Fast forward a few hours later he must leave her again Because circumstance demands it,Now this is where it gets complicated.You see now on the transport back he gets a txt from a friend,this guy has a wife at home and she is expecting a child,and his txt is thus “i am at the hospital with the mrs” eagerly he answers back congratulating them,cos in essence the water broke and we should be welcoming a new life into the world.

He boast to his other half that he left behind and they jokingly but seriously wonder and consider when this will be them,celebrating and welcoming a new life of their own.

It is not until later that the friend messages back with the words “sorry mate,we lost him my son is gone” they suffered a miscarriage,at 8+ months.

At this point I know that there was a life kicking and very much alive but its gone now,my hopes are dashed and I end arguing with the very person who I was planning to share that experience with,she is my sarah,my other half,my promise,my meet from God, but still I am afraid, coz you see now am afraid of how its going to be should the very thing that happened to my friend happens to us.

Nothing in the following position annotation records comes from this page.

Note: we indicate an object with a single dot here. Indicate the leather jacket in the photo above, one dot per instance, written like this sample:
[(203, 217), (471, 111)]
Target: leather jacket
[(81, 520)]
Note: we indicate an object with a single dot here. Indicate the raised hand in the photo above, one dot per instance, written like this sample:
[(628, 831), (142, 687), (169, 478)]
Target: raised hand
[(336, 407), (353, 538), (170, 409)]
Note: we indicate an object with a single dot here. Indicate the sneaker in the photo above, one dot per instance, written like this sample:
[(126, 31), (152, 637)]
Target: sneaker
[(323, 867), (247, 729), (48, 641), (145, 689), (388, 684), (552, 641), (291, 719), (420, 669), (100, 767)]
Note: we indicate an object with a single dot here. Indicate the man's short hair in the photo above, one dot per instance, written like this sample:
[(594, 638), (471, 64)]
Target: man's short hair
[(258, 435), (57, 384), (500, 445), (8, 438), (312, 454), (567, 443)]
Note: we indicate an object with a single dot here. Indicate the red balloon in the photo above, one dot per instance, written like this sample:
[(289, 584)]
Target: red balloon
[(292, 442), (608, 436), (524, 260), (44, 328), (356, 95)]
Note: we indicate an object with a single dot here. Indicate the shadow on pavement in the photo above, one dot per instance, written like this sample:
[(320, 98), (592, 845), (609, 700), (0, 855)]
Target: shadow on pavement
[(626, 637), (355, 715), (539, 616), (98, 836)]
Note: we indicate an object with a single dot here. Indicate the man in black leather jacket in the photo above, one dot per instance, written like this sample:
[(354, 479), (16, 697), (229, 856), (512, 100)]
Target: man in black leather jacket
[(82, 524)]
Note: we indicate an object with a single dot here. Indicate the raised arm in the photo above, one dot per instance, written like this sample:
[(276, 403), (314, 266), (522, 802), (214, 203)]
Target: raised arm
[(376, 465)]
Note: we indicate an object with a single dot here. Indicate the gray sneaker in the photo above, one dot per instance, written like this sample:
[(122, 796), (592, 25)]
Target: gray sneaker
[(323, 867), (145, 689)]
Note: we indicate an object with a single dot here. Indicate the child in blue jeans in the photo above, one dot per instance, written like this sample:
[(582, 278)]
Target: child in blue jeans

He calls me later 0800 hours he seems okay and I admire his braveness,but deep down I know he is hurting,such pain cuts deep and its a chill that sets in the bones.

I could only comfort him as best I know how,with the word of the Lord.

I then remember something else,as our days are so is our strength,so I was praying the wrong prayer,the evil worrysome day is upon us,how do we get through it?

as our days are ………..so is our strength.